Coverage Changes. If your insurance changes, please notify us before your next visit so we can make the appropriate changes to help you receive your maximum benefits. If your insurance company does not pay your claim, the balance will automatically be billed to you.
Nonpayment. If your account is 60 days past due, you will receive a letter stating that you have 20 days to pay your account in full. Partial payments will not be accepted unless otherwise negotiated with our Billing Department. Please be aware that if a balance remains unpaid, we may refer your account to a collections agency, and you and your immediate family members may be discharged from this practice. If this is to occur, you will be notified by regular and certified mail that you will have 30 days to find alternative medical care. During that 30-day period, our healthcare provider(s) may be able to treat you on what we consider an emergency basis only.

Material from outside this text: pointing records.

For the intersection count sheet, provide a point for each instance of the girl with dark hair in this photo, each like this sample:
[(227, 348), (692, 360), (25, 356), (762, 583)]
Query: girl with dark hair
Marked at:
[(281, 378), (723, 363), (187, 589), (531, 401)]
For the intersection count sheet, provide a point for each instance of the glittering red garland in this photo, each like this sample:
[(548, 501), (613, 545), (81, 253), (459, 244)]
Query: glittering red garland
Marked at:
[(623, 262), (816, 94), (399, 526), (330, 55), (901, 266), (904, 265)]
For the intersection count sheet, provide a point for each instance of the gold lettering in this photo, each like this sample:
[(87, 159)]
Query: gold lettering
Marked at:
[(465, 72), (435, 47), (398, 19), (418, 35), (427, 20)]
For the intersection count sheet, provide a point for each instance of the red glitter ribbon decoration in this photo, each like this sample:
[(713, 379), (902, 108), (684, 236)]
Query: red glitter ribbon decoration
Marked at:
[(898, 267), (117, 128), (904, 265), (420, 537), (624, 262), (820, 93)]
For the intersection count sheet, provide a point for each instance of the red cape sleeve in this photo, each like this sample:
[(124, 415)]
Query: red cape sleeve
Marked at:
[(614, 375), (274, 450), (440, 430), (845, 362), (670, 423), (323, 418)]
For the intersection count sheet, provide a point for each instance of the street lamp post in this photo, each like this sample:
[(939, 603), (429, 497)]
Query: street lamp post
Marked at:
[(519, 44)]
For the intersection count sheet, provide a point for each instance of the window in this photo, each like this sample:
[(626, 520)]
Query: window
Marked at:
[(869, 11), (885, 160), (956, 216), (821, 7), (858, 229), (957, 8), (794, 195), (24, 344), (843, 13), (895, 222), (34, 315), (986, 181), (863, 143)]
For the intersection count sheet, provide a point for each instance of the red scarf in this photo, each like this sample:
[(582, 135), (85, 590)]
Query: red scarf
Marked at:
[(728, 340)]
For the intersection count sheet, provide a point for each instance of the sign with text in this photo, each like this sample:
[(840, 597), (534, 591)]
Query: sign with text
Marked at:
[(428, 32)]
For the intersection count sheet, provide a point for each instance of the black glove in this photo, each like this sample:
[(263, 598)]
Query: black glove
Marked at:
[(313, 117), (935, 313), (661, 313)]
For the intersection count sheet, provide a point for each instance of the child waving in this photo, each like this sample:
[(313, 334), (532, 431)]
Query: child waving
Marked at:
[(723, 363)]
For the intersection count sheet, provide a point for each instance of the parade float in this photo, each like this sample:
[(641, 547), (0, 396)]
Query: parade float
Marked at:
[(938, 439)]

Missed appointments. Our policy is to charge for missed appointments not canceled within 24 hours of the scheduled appointment. These charges will be your responsibility and billed directly to you. Please help us to serve you better by keeping your regularly scheduled appointment or by telephoning our office directly if you need to cancel a scheduled appointment.
Our practice is committed to providing the best treatment to our patients. Our prices are representative of the usual and customary charges of the area. Thank you for understanding our payment policy. Please let us know if you have any questions or concerns. Revised 04/06/2022 @ 5:52 p.m.